Of course, there are other alternative forms of economics beyond barter, but the only two that really get any airtime at all are gift economies or the favor economy. The former is sometimes said (anyway, I've seen someone say this) to be the economy of a household -- although this isn't actually true, as we'll see in a second -- and you probably know the latter from the sort of TV shows and movies where the characters say things like "I'll owe you one," and "This makes us even." Sometimes you also hear about subsistence economics, which is depending entirely on your own efforts to survive.

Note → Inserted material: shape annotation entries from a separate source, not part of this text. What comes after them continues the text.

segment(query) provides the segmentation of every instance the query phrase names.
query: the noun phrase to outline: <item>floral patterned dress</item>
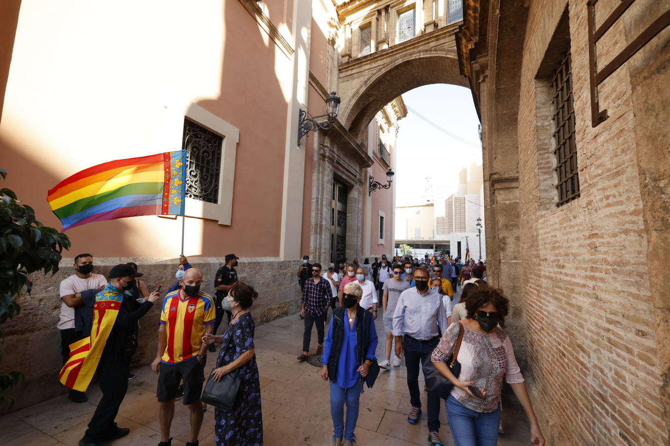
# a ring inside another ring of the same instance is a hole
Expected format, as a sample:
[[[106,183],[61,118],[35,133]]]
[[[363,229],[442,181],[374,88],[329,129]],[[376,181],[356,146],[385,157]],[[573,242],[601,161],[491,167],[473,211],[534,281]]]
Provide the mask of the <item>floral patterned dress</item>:
[[[234,324],[228,326],[223,334],[223,346],[218,354],[217,366],[230,364],[241,354],[254,348],[254,328],[251,313],[241,315]],[[261,383],[256,356],[234,372],[242,378],[237,395],[237,405],[232,411],[214,408],[216,444],[220,446],[262,446]]]

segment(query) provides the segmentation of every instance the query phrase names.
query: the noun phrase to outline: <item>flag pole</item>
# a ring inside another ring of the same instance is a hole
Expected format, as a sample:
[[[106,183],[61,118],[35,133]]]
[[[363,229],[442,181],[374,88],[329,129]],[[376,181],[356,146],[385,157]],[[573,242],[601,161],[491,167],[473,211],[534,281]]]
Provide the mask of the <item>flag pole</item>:
[[[182,255],[184,255],[184,227],[186,225],[186,216],[182,215],[182,251],[181,251]]]

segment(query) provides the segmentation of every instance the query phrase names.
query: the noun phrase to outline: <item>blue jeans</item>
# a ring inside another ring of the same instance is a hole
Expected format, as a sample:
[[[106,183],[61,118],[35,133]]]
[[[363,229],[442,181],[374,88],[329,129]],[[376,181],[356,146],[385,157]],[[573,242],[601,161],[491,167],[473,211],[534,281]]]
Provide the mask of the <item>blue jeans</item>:
[[[493,412],[469,409],[452,395],[447,398],[447,418],[456,446],[495,446],[500,423],[500,407]]]
[[[342,388],[332,381],[330,382],[330,416],[333,419],[334,438],[354,440],[354,429],[358,419],[358,399],[360,398],[361,382]],[[346,431],[344,431],[344,403],[346,403]]]

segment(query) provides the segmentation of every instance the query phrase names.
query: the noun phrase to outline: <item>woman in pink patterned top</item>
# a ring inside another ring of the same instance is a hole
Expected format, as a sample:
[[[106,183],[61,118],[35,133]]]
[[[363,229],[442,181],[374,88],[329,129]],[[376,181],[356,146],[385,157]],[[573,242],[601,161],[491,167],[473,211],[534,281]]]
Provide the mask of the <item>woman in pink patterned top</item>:
[[[466,303],[468,318],[452,324],[433,350],[431,359],[436,368],[454,384],[446,406],[456,446],[496,444],[503,378],[528,415],[531,443],[544,445],[512,343],[497,326],[504,326],[509,306],[509,301],[498,290],[486,286],[472,290]],[[464,331],[457,357],[461,364],[457,378],[446,361],[454,353],[460,330]],[[482,397],[475,397],[468,388],[470,386],[476,387]]]

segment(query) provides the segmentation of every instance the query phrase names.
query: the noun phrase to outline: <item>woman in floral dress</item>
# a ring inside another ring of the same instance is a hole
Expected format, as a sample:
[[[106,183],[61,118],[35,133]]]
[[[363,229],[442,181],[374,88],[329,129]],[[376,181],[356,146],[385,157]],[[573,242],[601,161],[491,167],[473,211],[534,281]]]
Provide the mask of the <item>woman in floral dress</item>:
[[[258,293],[242,282],[228,292],[222,302],[224,310],[232,313],[225,332],[219,336],[206,334],[203,341],[222,344],[212,370],[214,378],[234,370],[242,382],[235,409],[214,408],[214,436],[220,446],[262,446],[263,417],[261,413],[261,383],[254,352],[254,322],[249,308]]]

In fact, there's at least one other form of non-monetary economy, although I don't think I've ever seen it singled out this way. To understand it, we need to put the different forms of economies in their proper contexts: to oversimplify, barter (and monetary economies, which is just a special case of barter) is for dealing with people you don't know or necessarily trust very well, gift economies are for jockeying for status, favor economies are for dealing with people you can trust to honor their obligations but who aren't otherwise bound to you by any obligations, and subsistence economics is for when you're Robinson Crusoe, alone on a deserted island.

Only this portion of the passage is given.